With what now looks like a short term head-fake in the widely followed VIX (CBOE Volatility Index) last week as the index traded as high as 18.20 (vaulting from below 12 in just four trading sessions), related exchange traded funds and notes have been exceptionally active.
This morning the VIX has settled back into 13.59, just below its 50 day moving average.
The largest ETN in the “Volatility” category, VXX (iPath S&P 500 VIX Short Term Futures ETN, Expense Ratio 0.89%) has seen more than $230 million flow out of the fund in recent sessions while XIV (VelocityShares Daily
Inverse VIX Short Term ETN, Expense Ratio 1.35%) has attracted $138 million.
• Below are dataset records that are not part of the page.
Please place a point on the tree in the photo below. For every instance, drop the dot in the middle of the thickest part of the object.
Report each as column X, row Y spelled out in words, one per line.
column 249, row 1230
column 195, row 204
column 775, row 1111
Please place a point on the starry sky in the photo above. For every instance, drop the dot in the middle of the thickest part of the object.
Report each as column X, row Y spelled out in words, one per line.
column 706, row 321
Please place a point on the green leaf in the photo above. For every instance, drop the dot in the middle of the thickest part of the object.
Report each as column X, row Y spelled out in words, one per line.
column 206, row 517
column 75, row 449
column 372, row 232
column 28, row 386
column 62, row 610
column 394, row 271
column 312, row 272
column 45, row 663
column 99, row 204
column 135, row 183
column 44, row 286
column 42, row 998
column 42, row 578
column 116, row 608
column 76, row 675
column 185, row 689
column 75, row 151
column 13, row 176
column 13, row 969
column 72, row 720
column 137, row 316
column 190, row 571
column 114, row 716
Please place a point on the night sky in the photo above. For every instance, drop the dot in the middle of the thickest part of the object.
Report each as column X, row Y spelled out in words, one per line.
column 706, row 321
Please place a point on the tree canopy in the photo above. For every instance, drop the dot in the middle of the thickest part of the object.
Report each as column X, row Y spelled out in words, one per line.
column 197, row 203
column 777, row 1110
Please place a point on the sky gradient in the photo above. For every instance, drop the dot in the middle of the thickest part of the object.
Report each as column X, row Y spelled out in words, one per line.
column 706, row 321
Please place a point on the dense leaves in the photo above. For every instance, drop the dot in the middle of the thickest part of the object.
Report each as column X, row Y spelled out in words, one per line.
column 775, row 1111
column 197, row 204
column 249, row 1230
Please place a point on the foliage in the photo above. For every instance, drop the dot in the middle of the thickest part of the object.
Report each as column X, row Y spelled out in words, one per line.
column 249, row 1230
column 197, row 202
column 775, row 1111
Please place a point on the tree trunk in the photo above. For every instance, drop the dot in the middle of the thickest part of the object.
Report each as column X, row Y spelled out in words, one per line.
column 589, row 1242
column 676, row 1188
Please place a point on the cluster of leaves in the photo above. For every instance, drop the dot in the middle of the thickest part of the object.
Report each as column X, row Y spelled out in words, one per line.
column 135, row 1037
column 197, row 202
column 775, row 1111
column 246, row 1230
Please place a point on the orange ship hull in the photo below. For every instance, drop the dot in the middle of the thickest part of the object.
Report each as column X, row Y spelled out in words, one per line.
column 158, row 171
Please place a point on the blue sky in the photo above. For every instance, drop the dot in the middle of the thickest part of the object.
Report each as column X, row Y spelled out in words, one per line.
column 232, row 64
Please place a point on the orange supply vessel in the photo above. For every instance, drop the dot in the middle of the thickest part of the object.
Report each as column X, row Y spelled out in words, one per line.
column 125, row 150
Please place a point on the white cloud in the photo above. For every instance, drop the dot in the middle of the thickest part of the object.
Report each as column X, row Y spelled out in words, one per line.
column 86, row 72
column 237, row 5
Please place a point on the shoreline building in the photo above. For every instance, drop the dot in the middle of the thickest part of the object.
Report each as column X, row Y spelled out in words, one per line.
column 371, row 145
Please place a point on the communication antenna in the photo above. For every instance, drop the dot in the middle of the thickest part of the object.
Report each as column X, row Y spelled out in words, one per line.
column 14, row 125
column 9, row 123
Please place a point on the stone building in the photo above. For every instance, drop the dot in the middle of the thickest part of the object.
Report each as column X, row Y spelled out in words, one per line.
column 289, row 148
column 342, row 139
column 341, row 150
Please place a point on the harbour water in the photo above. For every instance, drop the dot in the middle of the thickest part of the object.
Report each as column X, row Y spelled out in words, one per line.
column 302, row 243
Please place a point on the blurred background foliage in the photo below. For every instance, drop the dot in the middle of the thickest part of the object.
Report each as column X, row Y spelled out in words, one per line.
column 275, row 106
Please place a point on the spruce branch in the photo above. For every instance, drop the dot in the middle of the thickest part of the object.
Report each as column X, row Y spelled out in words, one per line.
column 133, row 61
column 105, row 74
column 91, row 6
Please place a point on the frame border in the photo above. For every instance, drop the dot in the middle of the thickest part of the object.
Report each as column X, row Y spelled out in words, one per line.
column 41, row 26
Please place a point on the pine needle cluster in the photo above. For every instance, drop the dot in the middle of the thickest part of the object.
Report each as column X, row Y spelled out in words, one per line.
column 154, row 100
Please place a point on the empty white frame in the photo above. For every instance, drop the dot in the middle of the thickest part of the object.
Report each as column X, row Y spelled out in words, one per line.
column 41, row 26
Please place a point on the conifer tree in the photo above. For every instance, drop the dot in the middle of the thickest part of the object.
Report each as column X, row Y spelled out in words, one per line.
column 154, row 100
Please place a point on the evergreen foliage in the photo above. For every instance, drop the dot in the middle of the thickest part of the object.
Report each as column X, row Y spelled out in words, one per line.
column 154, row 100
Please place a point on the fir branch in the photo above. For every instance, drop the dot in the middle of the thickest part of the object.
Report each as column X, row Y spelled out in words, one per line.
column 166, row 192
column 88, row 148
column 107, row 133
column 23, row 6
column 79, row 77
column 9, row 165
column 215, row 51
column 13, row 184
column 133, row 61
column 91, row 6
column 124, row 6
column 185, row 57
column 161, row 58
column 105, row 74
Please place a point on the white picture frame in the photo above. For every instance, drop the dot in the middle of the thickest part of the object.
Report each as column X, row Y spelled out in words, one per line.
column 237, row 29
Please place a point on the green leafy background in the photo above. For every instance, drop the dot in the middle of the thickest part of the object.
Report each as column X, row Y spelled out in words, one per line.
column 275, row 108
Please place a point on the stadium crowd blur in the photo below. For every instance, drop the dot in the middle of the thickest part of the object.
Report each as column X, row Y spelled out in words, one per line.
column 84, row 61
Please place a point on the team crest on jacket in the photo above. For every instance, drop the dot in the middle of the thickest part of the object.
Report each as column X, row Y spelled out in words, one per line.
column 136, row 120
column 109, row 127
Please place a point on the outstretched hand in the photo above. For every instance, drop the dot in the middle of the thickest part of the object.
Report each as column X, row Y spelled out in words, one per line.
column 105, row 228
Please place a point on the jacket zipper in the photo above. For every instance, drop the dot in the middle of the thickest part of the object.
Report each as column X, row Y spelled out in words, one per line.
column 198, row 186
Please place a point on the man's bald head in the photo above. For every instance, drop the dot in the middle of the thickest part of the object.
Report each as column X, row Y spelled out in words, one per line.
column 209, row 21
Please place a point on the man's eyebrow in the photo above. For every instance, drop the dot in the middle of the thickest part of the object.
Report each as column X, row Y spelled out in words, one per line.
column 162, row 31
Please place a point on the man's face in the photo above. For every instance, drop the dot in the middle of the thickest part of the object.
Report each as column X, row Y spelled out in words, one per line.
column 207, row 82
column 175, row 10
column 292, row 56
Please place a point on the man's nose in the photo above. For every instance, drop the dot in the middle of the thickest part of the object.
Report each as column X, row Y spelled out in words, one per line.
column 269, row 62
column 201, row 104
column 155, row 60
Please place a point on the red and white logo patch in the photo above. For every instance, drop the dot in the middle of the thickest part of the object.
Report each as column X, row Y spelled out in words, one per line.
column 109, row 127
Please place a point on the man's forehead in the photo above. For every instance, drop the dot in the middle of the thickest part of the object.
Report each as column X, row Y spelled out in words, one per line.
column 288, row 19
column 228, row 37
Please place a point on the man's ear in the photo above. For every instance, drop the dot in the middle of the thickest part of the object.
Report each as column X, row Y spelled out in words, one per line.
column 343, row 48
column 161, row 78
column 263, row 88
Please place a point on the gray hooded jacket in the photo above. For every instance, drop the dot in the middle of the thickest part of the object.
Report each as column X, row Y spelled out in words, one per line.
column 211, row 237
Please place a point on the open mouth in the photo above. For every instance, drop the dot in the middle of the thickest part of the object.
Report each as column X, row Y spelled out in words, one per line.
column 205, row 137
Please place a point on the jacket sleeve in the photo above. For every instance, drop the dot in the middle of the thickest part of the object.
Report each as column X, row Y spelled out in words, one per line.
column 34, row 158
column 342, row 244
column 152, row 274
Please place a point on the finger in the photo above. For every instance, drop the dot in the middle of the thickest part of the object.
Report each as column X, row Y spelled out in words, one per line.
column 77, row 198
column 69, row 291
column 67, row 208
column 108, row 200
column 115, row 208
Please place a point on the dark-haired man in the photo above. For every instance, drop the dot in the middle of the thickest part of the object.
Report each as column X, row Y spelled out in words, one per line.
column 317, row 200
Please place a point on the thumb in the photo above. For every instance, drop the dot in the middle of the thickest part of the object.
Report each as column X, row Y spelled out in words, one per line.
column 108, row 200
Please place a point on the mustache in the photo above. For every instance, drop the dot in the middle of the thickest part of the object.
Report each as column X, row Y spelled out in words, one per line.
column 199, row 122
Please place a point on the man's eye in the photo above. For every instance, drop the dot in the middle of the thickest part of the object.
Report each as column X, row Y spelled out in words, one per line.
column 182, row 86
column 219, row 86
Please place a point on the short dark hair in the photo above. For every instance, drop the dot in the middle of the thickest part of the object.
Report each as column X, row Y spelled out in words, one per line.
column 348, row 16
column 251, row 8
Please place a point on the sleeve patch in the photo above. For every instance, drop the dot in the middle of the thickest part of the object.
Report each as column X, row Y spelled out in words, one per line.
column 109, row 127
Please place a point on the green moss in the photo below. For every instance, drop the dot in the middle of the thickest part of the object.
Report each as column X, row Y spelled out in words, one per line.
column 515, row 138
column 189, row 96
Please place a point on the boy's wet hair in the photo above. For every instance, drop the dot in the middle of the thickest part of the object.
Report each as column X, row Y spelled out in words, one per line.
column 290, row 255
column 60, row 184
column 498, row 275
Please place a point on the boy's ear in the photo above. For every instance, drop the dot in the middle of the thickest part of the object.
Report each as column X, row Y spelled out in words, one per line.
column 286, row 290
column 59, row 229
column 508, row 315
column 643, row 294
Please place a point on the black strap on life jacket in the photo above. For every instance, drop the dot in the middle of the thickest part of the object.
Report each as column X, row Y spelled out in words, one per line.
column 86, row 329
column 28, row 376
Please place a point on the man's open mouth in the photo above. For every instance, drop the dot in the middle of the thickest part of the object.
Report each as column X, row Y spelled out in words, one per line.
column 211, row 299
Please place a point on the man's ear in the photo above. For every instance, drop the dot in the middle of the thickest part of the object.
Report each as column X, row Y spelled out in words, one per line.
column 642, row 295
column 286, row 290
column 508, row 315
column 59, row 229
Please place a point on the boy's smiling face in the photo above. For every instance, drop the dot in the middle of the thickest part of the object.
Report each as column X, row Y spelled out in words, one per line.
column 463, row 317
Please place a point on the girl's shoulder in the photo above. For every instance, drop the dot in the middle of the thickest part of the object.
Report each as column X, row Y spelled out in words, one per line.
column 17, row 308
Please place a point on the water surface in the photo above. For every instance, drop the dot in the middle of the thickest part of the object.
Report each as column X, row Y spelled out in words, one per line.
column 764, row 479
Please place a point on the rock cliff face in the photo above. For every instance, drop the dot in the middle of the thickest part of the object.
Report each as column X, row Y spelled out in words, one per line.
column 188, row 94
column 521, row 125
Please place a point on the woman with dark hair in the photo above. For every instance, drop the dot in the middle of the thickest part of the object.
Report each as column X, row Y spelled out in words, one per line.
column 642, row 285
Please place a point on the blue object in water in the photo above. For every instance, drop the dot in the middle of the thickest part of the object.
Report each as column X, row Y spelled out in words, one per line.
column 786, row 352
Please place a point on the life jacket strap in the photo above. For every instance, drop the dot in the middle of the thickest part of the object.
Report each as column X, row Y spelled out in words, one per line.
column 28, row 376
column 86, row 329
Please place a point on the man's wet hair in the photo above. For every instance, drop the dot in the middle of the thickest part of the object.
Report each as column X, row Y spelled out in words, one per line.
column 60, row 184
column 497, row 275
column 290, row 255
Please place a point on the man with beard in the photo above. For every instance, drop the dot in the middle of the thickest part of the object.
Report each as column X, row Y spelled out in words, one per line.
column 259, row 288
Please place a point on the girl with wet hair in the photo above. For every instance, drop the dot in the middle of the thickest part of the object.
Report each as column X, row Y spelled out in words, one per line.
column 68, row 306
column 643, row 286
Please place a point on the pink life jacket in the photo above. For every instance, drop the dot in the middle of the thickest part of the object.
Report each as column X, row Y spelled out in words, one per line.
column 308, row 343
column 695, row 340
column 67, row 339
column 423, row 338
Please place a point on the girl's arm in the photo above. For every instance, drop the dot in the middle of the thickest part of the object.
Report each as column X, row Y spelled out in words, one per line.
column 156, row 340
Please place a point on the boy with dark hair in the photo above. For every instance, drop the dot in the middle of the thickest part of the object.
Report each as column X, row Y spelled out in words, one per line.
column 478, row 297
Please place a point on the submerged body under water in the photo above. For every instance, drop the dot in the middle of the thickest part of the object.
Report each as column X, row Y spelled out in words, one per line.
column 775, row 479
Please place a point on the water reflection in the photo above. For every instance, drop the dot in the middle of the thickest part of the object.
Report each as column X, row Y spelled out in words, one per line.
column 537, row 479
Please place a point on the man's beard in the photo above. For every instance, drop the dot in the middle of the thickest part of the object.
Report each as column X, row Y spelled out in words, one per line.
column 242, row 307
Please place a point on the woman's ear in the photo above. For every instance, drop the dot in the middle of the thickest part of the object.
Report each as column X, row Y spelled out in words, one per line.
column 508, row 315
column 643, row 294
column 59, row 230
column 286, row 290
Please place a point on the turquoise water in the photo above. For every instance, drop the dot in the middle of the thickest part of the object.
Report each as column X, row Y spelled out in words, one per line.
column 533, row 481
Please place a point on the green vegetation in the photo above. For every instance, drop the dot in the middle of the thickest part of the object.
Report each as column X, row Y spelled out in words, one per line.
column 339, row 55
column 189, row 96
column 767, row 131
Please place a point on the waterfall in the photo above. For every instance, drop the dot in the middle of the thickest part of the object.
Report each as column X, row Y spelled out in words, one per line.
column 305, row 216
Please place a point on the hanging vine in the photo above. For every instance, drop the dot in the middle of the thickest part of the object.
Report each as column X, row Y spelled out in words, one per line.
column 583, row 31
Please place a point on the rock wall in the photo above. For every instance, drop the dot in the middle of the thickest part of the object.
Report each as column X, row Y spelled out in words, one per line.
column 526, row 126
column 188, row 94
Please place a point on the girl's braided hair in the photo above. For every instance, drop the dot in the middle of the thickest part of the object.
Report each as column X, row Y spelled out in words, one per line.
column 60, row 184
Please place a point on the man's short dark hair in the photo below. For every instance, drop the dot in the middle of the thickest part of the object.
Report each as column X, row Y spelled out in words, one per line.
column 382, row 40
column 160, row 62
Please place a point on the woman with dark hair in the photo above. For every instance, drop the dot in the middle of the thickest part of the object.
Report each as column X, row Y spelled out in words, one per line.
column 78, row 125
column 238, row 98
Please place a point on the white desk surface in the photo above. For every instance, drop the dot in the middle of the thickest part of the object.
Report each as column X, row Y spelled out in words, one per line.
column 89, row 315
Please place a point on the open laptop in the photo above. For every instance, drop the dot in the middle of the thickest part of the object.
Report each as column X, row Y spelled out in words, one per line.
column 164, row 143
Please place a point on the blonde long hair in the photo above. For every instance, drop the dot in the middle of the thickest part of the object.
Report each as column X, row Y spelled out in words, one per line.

Following that same trend, SVXY (ProShares Short VIX Short Term Futures ETF, Expense Ratio 0.95%) has reeled in $26 million and UVXY (ProShares Ultra VIX Short Term Futures ETF, Expense Ratio 0.95%) has lost more than $119 million in the same time frame.
Although these products are linked to VIX Futures and not the VIX Index itself, the presence of volatility in the marketplace that rippled through equities last week, and certainly influenced by exogenous events such as the unfortunate bombings in Boston for example as we roll through corporate earnings season, has created short term trading and/or hedging opportunities which users of these products clearly gravitate towards.
Surely it would be fair to say that the “Volatility of Volatility” has been high in recent sessions.